Transfection of the BS2 reporter, but not the BS1 or mutant BS2
reporters, resulted in high levels of luciferase activity in these
experiments, suggesting that endogenous levels of p53 are
sufficient for direct JFY1 activation (FIG. 3D). BS2 was also
conserved in the murine JFY1 gene.
Example 2
JFY1 Encodes a BH3 Domain-Containing Mitochondrial Protein that
Interacts with BcL-2 and Bcl-X.sub.L
[0049] Two observations led us to test the hypothesis that JFY1
encoded a mitochondrial protein. First, the JFY1 protein was
predicted to contain a BH3 domain (FIG. 2B). BH3 domains are one of
the four Bcl-2 homology domains present in Bcl-2 family of proteins
(Chittenden et al., 1995). Several of the pro-apoptotic members of
this family contain the BH3 domain but not the BH1, 2, or 4 domains
and reside at least partially in mitochondria (reviewed in
(Korsmeyer, 1999; Reed, 1997)). The BH3 domains are essential for
their pro-apoptotic activities and for their ability to
heterodimerize with other Bcl-2 family members (Wang et al., 1998;
Wang et al., 1996; Zha et al., 1997). Second, a GenBank entry
(Accession U82987) corresponding to a partial JFY1 cDNA sequence
carried the intriguing annotation of "Human Bcl-2 binding component
3". The basis for this annotation was not specified and the amino
acid sequence included with this entry was out of frame with
respect to the major protein we predicted to be encoded by the JFY1
gene.
[0050] To determine the subcellular localization of human JFY1, we
constructed an expression vector encoding the full length JFY1
protein with an amino-terminal hemaglutanin (HA) tag (FIG. 4A).
This vector was expressed in 911 cells, which have a flat
morphology that facilitates subcellular localization studies.
Indirect immunofluorescence with an anti-HA antibody showed
punctate perinuclear staining in all transfected cells (FIG. 4B).
Comparison of this localization with that of a dye that labeled
mitochondrial membranes (MitoTracker Red) indicated complete
colocalization (FIG. 4A).

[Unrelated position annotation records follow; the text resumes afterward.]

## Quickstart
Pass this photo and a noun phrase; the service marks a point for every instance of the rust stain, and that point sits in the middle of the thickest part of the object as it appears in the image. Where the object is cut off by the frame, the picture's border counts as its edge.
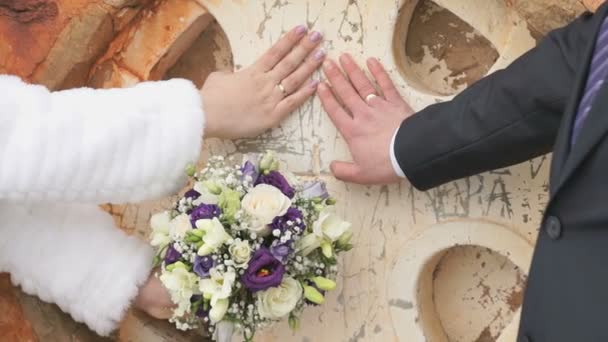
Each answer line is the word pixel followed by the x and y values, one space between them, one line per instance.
pixel 13 325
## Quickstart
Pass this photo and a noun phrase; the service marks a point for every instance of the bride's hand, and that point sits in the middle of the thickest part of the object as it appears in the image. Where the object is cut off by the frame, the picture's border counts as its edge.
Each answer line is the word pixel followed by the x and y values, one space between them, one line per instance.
pixel 250 101
pixel 154 299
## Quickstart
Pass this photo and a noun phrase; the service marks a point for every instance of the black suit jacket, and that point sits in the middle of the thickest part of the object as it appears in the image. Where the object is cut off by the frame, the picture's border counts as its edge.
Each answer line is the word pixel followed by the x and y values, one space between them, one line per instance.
pixel 516 114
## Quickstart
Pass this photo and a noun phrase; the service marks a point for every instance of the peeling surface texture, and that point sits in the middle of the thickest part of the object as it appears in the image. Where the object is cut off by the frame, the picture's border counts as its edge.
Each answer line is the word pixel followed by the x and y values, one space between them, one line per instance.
pixel 475 292
pixel 29 11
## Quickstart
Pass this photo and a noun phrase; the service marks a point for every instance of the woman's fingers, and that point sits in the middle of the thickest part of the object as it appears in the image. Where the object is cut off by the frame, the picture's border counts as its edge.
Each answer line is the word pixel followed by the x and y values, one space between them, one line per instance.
pixel 281 48
pixel 364 87
pixel 384 80
pixel 295 58
pixel 303 73
pixel 295 100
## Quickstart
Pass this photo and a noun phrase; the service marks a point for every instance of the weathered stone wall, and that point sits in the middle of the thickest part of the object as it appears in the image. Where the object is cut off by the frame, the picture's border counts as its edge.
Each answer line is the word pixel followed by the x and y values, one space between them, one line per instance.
pixel 448 264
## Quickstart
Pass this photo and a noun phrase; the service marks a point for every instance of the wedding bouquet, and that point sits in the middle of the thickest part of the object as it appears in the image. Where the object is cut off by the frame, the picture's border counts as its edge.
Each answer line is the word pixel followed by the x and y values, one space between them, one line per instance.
pixel 249 245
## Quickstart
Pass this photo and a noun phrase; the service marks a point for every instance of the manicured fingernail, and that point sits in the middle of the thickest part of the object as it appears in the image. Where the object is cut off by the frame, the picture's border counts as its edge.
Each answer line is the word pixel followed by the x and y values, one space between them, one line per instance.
pixel 319 55
pixel 315 37
pixel 301 29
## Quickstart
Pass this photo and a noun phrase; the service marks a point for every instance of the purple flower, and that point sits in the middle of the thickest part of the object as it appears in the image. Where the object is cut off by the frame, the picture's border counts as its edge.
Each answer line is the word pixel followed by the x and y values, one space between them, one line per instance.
pixel 172 255
pixel 277 180
pixel 315 190
pixel 249 169
pixel 292 216
pixel 281 251
pixel 202 266
pixel 264 271
pixel 204 211
pixel 192 194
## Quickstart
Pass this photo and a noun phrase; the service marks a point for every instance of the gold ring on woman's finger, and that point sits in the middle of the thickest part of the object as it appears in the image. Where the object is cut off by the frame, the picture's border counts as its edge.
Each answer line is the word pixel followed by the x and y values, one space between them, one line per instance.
pixel 282 89
pixel 370 97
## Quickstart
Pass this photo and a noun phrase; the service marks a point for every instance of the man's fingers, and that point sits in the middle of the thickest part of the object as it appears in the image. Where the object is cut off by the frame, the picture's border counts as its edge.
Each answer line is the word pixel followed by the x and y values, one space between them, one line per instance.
pixel 295 57
pixel 337 114
pixel 298 77
pixel 384 80
pixel 281 48
pixel 342 87
pixel 346 172
pixel 357 76
pixel 295 100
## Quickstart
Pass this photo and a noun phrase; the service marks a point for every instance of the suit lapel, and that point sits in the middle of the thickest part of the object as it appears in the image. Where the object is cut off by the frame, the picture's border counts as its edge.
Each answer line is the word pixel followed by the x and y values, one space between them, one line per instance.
pixel 566 160
pixel 594 129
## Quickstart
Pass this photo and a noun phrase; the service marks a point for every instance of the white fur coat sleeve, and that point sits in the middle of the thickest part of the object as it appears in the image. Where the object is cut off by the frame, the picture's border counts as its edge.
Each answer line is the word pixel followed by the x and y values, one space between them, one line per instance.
pixel 73 256
pixel 97 146
pixel 78 148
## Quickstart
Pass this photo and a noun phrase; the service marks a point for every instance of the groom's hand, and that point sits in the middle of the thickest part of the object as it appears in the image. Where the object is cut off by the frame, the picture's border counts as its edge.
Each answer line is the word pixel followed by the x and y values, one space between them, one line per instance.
pixel 250 101
pixel 366 122
pixel 154 299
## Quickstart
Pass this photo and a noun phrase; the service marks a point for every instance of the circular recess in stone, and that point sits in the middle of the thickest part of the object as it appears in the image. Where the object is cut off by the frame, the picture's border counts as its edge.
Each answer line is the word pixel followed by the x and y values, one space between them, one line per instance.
pixel 459 281
pixel 438 52
pixel 476 293
pixel 208 53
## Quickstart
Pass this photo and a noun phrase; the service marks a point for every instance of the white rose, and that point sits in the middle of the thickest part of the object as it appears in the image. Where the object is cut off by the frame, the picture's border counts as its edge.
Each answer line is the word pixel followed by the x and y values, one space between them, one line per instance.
pixel 218 286
pixel 160 229
pixel 290 178
pixel 181 284
pixel 330 225
pixel 214 235
pixel 240 252
pixel 208 191
pixel 278 302
pixel 179 226
pixel 264 203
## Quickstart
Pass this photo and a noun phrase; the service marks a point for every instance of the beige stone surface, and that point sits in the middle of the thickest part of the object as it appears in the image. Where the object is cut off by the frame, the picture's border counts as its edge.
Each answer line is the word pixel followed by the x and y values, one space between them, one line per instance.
pixel 446 265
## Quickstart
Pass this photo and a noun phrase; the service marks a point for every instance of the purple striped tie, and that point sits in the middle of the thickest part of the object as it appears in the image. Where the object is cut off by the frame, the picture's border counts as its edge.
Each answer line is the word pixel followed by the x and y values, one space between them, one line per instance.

Interestingly, the BH3 domain was not
required for this localization, as the protein generated from
another JFY1 expression vector, JFY1-.DELTA.BH3, (identical except
for the deletion of the BH3 domain), was also found exclusively in
mitochondria (FIG. 4B). This lack of dependence on BH3 for
mitochondrial localization is consistent with data on other
BH3-containing proteins, though it distinguished JFY1 from Noxa, in
which the BH3 domain was required (Oda et al., 2000a).
[0051] We next tested whether JFY1 interacted with Bcl-2. Using the
JFY1 expression vector described above, we expressed JFY1 together
with Bcl-2 in 911 cells. Inmunoprecipitation experiments showed
that a major fraction of Bcl-2 (.about.50%) was bound to JFY1 under
these conditions (FIG. 4C). The BH3 domain of JFY1 was essential
for this interaction, as deletion of the BH3 domain completely
abrogated the binding (FIG. 4C). A similar vector encoding the
alternatively spliced (AS) form of JFY1 provided an additional
control in this experiment (FIG. 4C).
[0052] Previous experiments have shown that Bcl-2 is not expressed
in many CRCs, while Bcl-X.sub.L is ubiquitously expressed (Zhang et
al., 2000). To determine whether JFY1 also binds to Bcl-X.sub.L,
911 cells were co-transfected with JFY1 plus Bcl-X.sub.L expression
vectors and analogous immunoprecipitation experiments performed. As
shown in FIG. 4C, Bcl-X.sub.L bound to intact JFY1 and the BH3
domain of JFY1 was essential for this binding.
Example 3
JFY1 Expression Results in Complete and Rapid Cell Death
[0053] To determine the effect of JFY1 expression on cell growth,
we constructed an expression vector containing JFY1 plus a
Hygromycin B resistance gene (FIG. 4A) and transfected it into four
different cancer cell lines. Following selection, there was a
drastic reduction in colony formation following transfection with
the JFY1 expression vector compared to the empty vector or to an
analogous vector encoding JFY1 without its BH3 domain (FIG. 5).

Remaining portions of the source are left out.